We spend an awful lot of time thinking about what our children need to do to get ahead in life from a young age and yet what we don’t often take into consideration is that there are also some disciplines that we could take on ourselves as educators and parents. Once again our behaviour is an example for our children and our children are constantly looking to us, their care givers for tools on how to process all the information in the world around them. Young humans have difficulty with communication in early childhood and words, sentences, tantrums and physical acting out can be a blur to them. It is important to understand how to talk to young children.

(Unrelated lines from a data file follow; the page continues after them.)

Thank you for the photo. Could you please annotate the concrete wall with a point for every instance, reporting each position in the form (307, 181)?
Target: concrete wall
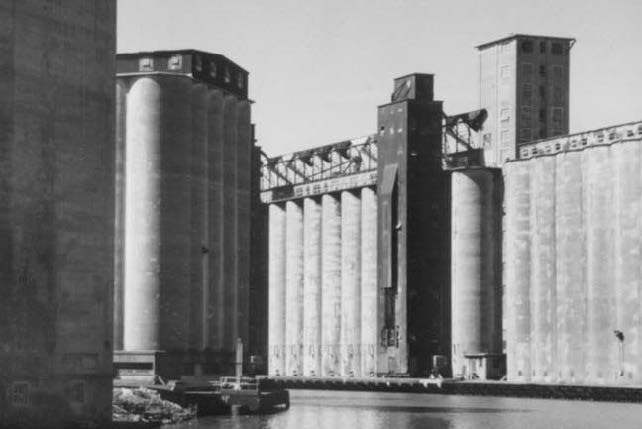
(571, 252)
(323, 299)
(183, 221)
(57, 151)
(476, 266)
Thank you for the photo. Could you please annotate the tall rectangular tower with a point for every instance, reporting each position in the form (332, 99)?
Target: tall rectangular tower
(413, 229)
(524, 86)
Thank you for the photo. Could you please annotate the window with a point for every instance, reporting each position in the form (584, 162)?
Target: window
(77, 391)
(527, 71)
(146, 64)
(527, 46)
(175, 62)
(20, 393)
(558, 96)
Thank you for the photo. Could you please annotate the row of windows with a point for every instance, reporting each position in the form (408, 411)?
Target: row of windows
(528, 47)
(176, 63)
(20, 392)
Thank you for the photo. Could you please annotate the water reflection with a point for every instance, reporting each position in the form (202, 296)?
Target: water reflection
(376, 410)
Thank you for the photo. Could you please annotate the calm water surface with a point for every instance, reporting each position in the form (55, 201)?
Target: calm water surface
(375, 410)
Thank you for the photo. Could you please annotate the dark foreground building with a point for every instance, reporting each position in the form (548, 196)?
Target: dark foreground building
(185, 156)
(57, 68)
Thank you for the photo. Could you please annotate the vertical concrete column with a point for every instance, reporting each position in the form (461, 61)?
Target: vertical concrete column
(570, 270)
(627, 237)
(243, 184)
(475, 270)
(330, 284)
(543, 263)
(175, 210)
(350, 284)
(312, 287)
(213, 302)
(199, 235)
(293, 288)
(227, 312)
(142, 218)
(517, 262)
(369, 296)
(598, 176)
(276, 290)
(119, 212)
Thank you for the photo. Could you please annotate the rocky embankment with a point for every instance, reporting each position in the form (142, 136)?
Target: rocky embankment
(145, 405)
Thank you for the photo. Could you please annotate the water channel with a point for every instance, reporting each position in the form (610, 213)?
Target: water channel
(311, 409)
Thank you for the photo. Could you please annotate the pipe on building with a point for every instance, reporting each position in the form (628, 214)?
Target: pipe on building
(293, 288)
(312, 287)
(350, 284)
(476, 277)
(276, 290)
(331, 284)
(369, 295)
(213, 302)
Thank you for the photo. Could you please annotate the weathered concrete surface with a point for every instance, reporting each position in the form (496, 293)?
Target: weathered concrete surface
(369, 293)
(57, 150)
(293, 288)
(276, 291)
(476, 275)
(331, 284)
(572, 245)
(350, 284)
(311, 287)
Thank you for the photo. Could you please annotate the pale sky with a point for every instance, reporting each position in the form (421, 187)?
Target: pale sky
(319, 69)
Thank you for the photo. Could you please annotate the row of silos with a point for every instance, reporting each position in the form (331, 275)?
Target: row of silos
(573, 243)
(182, 215)
(322, 285)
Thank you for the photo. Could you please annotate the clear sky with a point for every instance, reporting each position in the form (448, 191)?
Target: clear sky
(318, 69)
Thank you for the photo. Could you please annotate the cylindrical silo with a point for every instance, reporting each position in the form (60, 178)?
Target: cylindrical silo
(214, 304)
(598, 203)
(227, 316)
(517, 262)
(330, 284)
(119, 212)
(293, 288)
(475, 271)
(369, 297)
(311, 287)
(350, 284)
(570, 270)
(142, 218)
(175, 210)
(627, 246)
(243, 172)
(276, 290)
(199, 235)
(543, 264)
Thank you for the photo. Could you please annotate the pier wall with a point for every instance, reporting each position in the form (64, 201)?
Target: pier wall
(573, 238)
(57, 161)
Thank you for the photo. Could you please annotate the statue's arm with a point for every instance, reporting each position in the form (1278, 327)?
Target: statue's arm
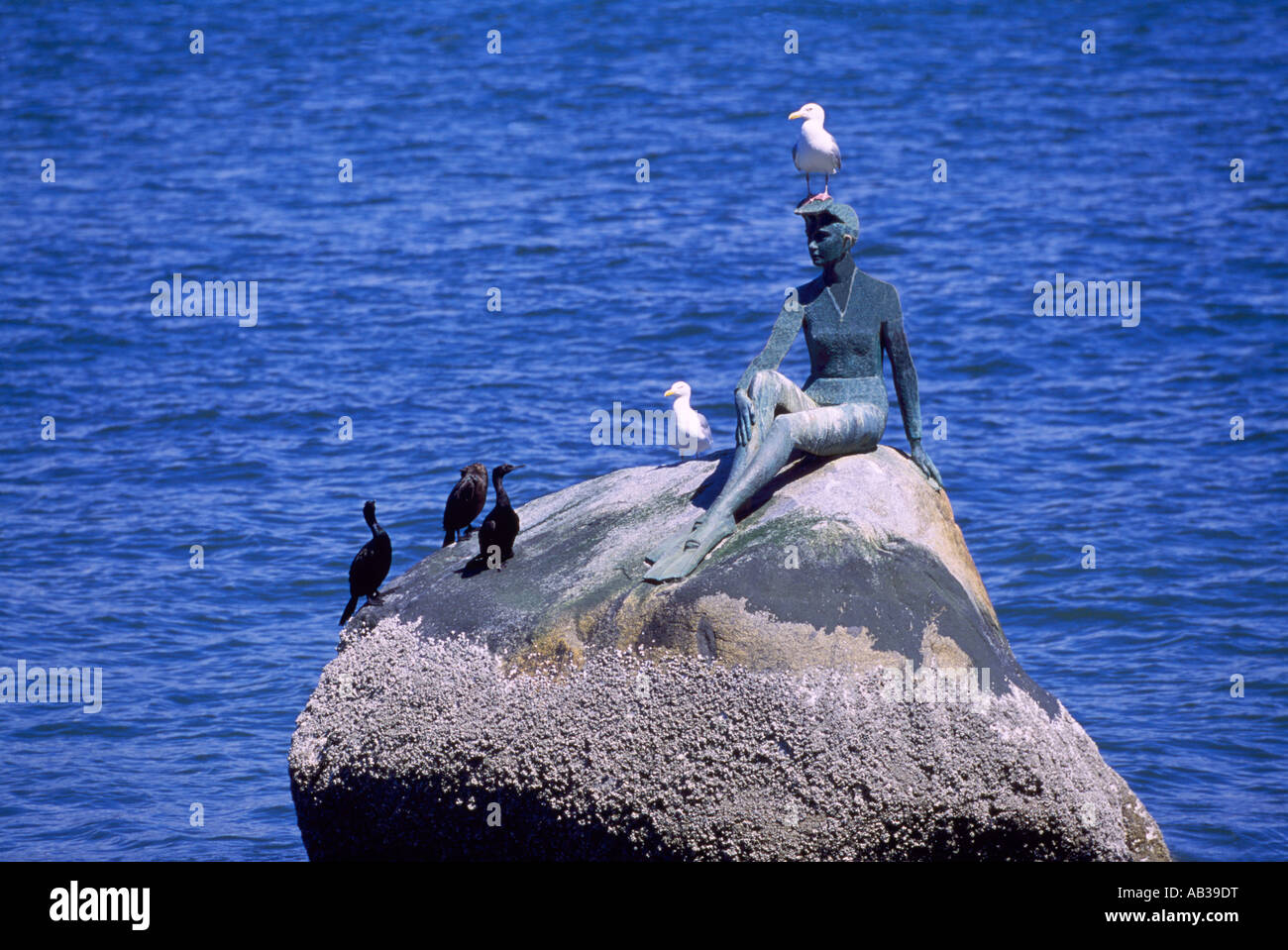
(894, 342)
(781, 339)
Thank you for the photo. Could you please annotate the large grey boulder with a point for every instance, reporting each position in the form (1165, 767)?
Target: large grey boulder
(831, 683)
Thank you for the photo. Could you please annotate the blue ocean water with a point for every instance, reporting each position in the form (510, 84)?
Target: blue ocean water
(518, 171)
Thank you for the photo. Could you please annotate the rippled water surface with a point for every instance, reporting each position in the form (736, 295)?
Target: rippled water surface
(518, 171)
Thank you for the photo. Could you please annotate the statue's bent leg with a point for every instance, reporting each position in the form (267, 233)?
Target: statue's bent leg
(771, 391)
(832, 430)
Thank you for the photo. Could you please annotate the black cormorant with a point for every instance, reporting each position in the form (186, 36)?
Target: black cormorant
(370, 566)
(501, 527)
(465, 502)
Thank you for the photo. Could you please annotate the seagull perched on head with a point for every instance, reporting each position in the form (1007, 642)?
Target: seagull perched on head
(694, 431)
(815, 151)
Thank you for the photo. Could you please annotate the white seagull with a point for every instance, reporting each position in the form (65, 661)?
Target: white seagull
(694, 431)
(815, 151)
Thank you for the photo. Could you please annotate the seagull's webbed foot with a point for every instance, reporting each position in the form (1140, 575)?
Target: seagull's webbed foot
(682, 562)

How to talk to young children: Here are some ways to talk to children so they listen

  • First before you start telling your child what to do from the lofty heights of where you are standing, try squatting or kneeling down and talking to the child eye-to-eye. Try to connect easily and ask politely for the child’s attention. For example, “Jane, can I see your eyes for a minute?”
  • Use your child’s name. You did give it to her and she likes to hear it.
  • Don’t use long convoluted sentences or explanations. Try to put your directive into one sentence that is easy to understand. The more you ramble on the more likely it is that you will loose the child’s attention rapidly. If you do this the child can feel that one, your don’t really know what you want to say and two, that you can be manipulated and don’t mean what you say
  • You can ask your child to repeat your request back to you and if he can not then it usually means that he did not understand.
  • Try to stay positive instead of depreciating. In other words, instead of telling a child to stop running inside, tell her that we walk inside and run outside.
  • Use some simple tools. For example “when… then”. Approach your child with a tedious task followed by something fun. “When you are finished brushing your teeth… then we can go outside and I’ll push you on the swing.” Another example is Legs first… Mouth second, and this one applies to you the parent, or care giver. Instead of shouting across the house “dinner time!” rather take a walk into the room where the child is and firmly declare dinner time, and then take a couple of minutes to help the child finish what she is doing.
  • Give children choices. It empowers them. Let them choose between two things. Apple or banana, red shirt or yellow shirt, pajamas on first or brush teeth first.
  • Teach your children manners. Even a two year old child can say please. Speak correctly without baby talk. Again this empowers a child as they feel like they are being treated like everyone else. Baby talk is condescending.

There are many more tools and ways to discipline parents and caregivers so that communication both ways works successfully. Try these ones out for now and see how it goes.